Great, now it’s time to move on to the interviews.
How many candidates should you invite to interview?
Well, it depends.
At a minimum, we suggest interviewing at least 3–5 candidates.
Now, when I say interviews, I’m not only talking about a friendly fireside chat over the phone. What I have in mind is inviting the candidate and his or her spouse to visit your church for a few days.
For this process to be effective, you’ll want to schedule 3–4 days and make sure they connect with multiple people and groups, including:
Church leaders and spouses
Small groups or Bible studies
Basically, you want candidates to meet as many people as possible.
By making multiple connections through your church, you’ll be better able to gauge how well your church members respond to candidates.
What is more, during your interview process, there are three areas you want to look into:
2. Personal life
3. Family life
Let’s take a look at these in detail!
#1 – Experience
When it comes to a candidate’s experience, look closely.
Here are some things to be on the lookout for:
Social media accounts
When your committee is reviewing a candidate, it’s essential to connect with his or her referrals or recommendations. This is a time-consuming yet vital step you don’t want to skip. There have been plenty of cases of churches who did not connect with a candidate’s referrals, and then discovered months or years later of significant issues that disqualify him or her from the ministry.
Here’s what else you’ll need to do:
Invite your candidates to preach and teach.
At a minimum, you want every candidate you’re seriously considering to preach. It’s one thing to listen to a candidate’s sermons. It's another thing to hear him or her preaching from the Bible for your church.
Also, depending on your church and the candidate’s time, it’s also a good idea to have him or her teach a Sunday school class, lead a small group, or whatever is essential for your church.
Requiring this step will give you and your church first-hand experience of each candidate’s ability to preach and teach.
#2 – Personal life
The pastor you call is your next shepherd.
He or she should be able to set a grace-filled example of what it means to live and love like Jesus.
There’s only one way you can find this out:
By asking each candidate questions, listening, and chatting with referrals.
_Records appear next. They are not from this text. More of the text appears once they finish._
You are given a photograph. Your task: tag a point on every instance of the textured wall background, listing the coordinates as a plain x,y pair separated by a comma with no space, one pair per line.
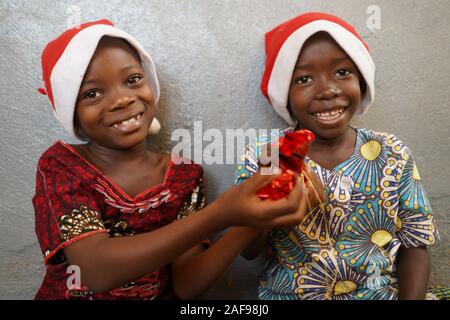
209,56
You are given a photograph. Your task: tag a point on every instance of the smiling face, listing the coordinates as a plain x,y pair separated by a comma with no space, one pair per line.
115,104
325,88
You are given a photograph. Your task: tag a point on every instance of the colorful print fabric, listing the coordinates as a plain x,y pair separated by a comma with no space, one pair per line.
375,203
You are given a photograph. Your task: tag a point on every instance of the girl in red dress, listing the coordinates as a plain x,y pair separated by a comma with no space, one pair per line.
114,215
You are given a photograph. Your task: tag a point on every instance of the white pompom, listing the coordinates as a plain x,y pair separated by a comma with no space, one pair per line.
154,127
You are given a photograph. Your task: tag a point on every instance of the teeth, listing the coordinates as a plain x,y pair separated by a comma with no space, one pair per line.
128,122
329,115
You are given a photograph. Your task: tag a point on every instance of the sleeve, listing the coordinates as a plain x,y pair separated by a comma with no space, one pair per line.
64,211
415,221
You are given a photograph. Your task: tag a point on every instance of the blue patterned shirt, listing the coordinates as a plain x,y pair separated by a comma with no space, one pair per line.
375,204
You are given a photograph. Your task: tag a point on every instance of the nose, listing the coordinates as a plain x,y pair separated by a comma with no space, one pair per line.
328,91
122,100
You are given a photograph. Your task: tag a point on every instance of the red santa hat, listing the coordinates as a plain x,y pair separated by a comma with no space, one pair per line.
66,59
283,46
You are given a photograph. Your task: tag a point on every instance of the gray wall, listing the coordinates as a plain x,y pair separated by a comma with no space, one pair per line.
209,56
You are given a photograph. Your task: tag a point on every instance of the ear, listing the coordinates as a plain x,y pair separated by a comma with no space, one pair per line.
154,127
362,85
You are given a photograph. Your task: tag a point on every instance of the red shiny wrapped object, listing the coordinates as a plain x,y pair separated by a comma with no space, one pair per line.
293,147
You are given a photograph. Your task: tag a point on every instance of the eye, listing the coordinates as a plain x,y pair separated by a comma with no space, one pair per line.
134,79
343,72
304,80
91,94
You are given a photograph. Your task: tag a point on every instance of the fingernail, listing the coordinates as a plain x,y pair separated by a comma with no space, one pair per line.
275,170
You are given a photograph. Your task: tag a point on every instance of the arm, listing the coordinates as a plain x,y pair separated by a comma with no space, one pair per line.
188,282
256,246
413,268
107,263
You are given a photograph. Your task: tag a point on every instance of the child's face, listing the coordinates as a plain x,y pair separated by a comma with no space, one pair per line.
325,92
115,103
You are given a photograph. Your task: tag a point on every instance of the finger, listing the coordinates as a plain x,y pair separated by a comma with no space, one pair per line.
293,219
262,178
273,209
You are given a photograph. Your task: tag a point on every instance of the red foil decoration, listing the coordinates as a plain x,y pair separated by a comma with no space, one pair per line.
293,147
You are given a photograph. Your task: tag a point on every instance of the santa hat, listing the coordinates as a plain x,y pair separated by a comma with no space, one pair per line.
283,46
66,59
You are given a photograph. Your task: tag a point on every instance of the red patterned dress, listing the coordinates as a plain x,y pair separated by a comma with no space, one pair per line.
74,200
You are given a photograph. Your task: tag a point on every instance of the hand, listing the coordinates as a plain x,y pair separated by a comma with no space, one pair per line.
240,205
316,194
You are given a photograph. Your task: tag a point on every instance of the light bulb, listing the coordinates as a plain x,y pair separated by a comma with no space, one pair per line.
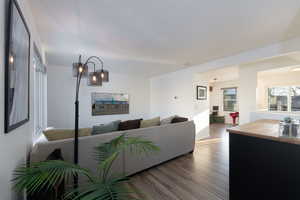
11,59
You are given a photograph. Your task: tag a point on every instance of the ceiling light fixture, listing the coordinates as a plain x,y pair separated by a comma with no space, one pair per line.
296,69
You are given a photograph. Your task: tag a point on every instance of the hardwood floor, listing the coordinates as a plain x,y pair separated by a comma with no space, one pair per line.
202,175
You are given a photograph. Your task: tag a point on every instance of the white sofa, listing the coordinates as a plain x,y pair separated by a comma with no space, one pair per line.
173,139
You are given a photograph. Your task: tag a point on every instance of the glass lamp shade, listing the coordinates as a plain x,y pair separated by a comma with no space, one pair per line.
104,75
94,79
80,67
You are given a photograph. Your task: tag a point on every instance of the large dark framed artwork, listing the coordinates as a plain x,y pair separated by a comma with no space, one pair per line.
201,92
110,103
17,69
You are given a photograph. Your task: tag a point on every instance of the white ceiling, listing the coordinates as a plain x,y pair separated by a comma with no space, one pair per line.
221,75
157,36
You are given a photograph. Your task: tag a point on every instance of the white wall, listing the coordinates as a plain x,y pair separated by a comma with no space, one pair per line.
201,108
61,97
216,97
289,78
171,94
180,83
15,145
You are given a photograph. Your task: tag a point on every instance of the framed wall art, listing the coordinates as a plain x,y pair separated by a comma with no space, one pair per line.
110,103
201,92
17,69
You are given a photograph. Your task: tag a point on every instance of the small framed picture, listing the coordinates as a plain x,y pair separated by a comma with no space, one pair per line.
201,92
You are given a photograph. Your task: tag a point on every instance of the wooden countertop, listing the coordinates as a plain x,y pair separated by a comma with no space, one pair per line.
265,128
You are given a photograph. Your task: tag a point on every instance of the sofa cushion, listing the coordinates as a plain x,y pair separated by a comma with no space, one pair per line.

Here are just some of the questions you’ll want to ask:
What are your views about [fill in the blank]?
What do you think about the use of alcohol? Smoking?
Can you describe your devotional life?
What place does family have in your life?
How do you approach sermon preparation?
Are you involved in your community?
What hobbies do you have?
There are many more questions you can ask. But this list will get you started.
#3 – Family life
Finally, the last big area you want to explore is a candidate’s family life.
Assuming your candidate is married and has kids, you might ask these questions:.
How often do you go out with your spouse?
In what ways are you discipling your children?
How would you describe your relationship with your spouse?
You don’t want to leave these questions to your candidate. During the interview process, you can also ask his or her spouse similar questions to gauge their relationship.
Before moving on, there’s one last thing I’d like to emphasize:
Require your search committee to maintain strict confidentiality.
It’s okay for your team to speak in general terms. But it’s best for everyone to hold back their thoughts on individual candidates until a final decision is made.
Calling your next pastor
In the end, it’s time for your church to make a decision.
How this decision is made will be influenced by your denomination or network. For example, do you allow your church committee to make a decision or recommendation, does your church’s leadership (elders, deacons, board) make the decision, or does the entire church cast a vote?
To make your decision, we don’t suggest requiring a unanimous vote. Instead, we suggest requiring two-thirds (2/3) of your committee or church to vote in favor of your next pastor.
Regardless of whom you call, your work isn’t done.
It’s now time to partner together with your future pastor to share the gospel, make disciples, and be a light in your community.